A forma ideal de solução dos conflitos entre empregados e empregadores é denominada autocomposição, que significa a solução pelas próprias partes envolvidas no conflito, sem a interferência de um terceiro, isto é, a produção de uma norma coletiva autônoma. Tecnicamente esta forma de solução direta expressa-se pelo acordo coletivo de trabalho (quando envolve uma ou algumas das empresas da categoria ), ou a convenção coletiva de trabalho (quando envolve a totalidade da categoria ).

E assim é porque são os protagonistas do conflito quem melhor conhece seus detalhes, seus reflexos e a capacidade da parte contrária de resistir e ceder no processo de negociação, motivadamente. Com efeito, a visão que tem o terceiro sobre o problema a ser resolvido é sempre menos rica do que aquela que detêm as partes e, portanto, não raro a solução por ele encontrada é insatisfatória.

Assim, nosso ordenamento jurídico privilegia a autocomposição dos conflitos coletivos no âmbito do trabalho, com o reconhecimento das convenções e acordos coletivos pelo inciso XXVI, do artigo 7º da Constituição Federal, além do próprio texto constitucional permitir negociação coletiva sobre as garantias de salário e duração da jornada de trabalho, como decorre do mesmo dispositivo.
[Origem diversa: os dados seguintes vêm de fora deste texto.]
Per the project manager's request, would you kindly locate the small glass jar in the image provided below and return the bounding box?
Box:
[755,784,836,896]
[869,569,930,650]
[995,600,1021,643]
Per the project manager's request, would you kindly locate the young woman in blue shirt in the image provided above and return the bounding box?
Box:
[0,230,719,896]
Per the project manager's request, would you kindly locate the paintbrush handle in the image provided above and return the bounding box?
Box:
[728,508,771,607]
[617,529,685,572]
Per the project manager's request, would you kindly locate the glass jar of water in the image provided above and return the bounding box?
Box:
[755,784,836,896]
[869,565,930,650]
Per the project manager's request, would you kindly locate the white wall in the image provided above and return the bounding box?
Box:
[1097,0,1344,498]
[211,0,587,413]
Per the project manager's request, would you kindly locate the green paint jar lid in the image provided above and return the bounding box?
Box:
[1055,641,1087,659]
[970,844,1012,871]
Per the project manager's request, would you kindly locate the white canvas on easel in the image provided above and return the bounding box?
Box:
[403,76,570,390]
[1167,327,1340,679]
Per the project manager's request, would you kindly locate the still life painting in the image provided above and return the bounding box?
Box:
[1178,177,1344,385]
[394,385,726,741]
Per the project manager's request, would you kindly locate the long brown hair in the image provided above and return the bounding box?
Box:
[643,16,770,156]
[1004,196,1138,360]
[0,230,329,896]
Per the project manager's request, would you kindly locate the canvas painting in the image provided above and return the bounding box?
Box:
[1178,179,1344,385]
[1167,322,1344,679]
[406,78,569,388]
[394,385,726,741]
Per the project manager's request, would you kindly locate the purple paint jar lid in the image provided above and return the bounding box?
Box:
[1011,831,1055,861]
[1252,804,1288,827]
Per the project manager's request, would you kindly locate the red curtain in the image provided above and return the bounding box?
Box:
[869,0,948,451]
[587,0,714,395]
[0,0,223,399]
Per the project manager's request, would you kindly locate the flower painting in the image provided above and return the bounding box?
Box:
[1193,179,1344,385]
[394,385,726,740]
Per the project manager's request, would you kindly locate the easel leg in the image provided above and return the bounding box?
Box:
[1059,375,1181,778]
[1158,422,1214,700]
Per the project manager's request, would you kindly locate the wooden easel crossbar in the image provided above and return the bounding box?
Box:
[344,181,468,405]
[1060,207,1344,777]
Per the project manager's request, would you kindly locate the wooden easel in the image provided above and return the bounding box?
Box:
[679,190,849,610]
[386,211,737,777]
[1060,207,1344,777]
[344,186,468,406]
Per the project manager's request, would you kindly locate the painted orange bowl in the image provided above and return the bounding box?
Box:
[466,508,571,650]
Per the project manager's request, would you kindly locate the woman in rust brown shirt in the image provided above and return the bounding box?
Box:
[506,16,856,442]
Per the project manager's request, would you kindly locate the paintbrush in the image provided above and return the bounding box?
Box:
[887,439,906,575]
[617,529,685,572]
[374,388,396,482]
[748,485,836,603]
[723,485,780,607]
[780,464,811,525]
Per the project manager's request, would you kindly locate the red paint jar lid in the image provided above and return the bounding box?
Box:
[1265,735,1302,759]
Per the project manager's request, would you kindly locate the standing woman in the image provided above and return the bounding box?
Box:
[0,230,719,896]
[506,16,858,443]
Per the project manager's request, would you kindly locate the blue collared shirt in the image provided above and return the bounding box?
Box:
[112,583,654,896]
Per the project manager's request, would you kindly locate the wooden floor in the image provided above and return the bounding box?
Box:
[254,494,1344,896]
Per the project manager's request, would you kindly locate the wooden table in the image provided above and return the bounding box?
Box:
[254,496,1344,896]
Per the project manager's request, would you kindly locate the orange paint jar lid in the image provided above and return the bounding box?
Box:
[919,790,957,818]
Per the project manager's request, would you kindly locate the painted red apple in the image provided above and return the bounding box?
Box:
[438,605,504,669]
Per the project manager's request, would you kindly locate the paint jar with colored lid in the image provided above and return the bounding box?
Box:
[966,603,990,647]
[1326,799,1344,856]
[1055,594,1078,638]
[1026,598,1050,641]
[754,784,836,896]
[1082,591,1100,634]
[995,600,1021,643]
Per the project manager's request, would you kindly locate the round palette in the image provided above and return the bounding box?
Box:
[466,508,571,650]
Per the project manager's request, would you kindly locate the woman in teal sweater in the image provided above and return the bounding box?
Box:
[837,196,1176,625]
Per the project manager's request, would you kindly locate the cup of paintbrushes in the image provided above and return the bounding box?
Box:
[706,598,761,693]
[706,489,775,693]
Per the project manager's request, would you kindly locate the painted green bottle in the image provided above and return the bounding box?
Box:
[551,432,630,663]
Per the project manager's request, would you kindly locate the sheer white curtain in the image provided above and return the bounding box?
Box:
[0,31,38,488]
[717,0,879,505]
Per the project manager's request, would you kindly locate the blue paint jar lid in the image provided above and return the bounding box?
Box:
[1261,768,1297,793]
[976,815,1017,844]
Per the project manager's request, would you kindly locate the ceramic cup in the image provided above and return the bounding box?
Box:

Tudo isto aponta no sentido da nossa afirmação de que a negociação direta dos conflitos do trabalho merece o privilégio de nosso ordenamento jurídico.

Indaga-se a propósito, então, o motivo pelo qual os tribunais trabalhistas interferem no conteúdo de alguns acordos e convenções coletivas, não reconhecendo validade a algumas cláusulas ajustadas, mesmo quando tais instrumentos são celebrados formalmente de acordo com as regras legais aplicáveis? Num primeiro olhar pode sugerir uma interferência indevida. Mas o tema merece alguma reflexão para buscar a compreensão deste fenômeno.

A questão central refere-se ao modelo escolhido para a nossa representação sindical. Escolheu o legislador do Estado Novo, e resiste até os dias de hoje, o modelo da unicidade sindical, que significa a existência de um único sindicato representativo de uma dada categoria, em cada base territorial. 

Este modelo opõe-se ao modelo da pluralidade sindical, que significa a existência lícita de tantos sindicatos quanto desejarem os interessados, e que representam somente os associados em cada localidade. Opõe-se também o modelo aqui escolhido à idéia da unidade sindical, hipótese em que também só há um sindicato por categoria, mas por decisão dos interessados, e não por imposição legal.

Sucede que nosso modelo, da unicidade sindical, dá ao sindicato a representação de toda a categoria, independentemente do número de pessoas associadas. Assim, temos com muita frequência um sindicato com apenas uma centena de sócios, mas com a representação de alguns milhares de pessoas. 

Basta meditar um pouco sobre este modelo de organização para concluir que nem sempre a vontade expressa pela direção sindical coincide com a vontade da maioria dos representados, embora possa coincidir com a vontade dos associados. Eis, a nosso ver, a razão preponderante para que a jurisprudência trabalhista, mesmo reconhecendo a autocomposição dos conflitos com modo ideal de solução, veja os acordos e convenções coletivas com certa reserva.

Encontrando-se a grande maioria dos integrantes da categoria alheia ao processo de negociação e à solução alcançada, esta em muitos casos não representa uma negociação de benefícios, ou uma melhoria às condições de trabalho, sendo rejeitada quando questionada em juízo.

Eis o motivo da interferência do Judiciário Trabalhista no conteúdo de algumas negociações coletivas, e que não se mostra indevida, com poderia parecer. Nosso problema a resolver não é a forma de solução dos conflitos coletivos, ou eventual crivo judicial, mas sim a estrutura sindical brasileiras, que não assegura a excelência das soluções propostas aos conflitos coletivos do trabalho.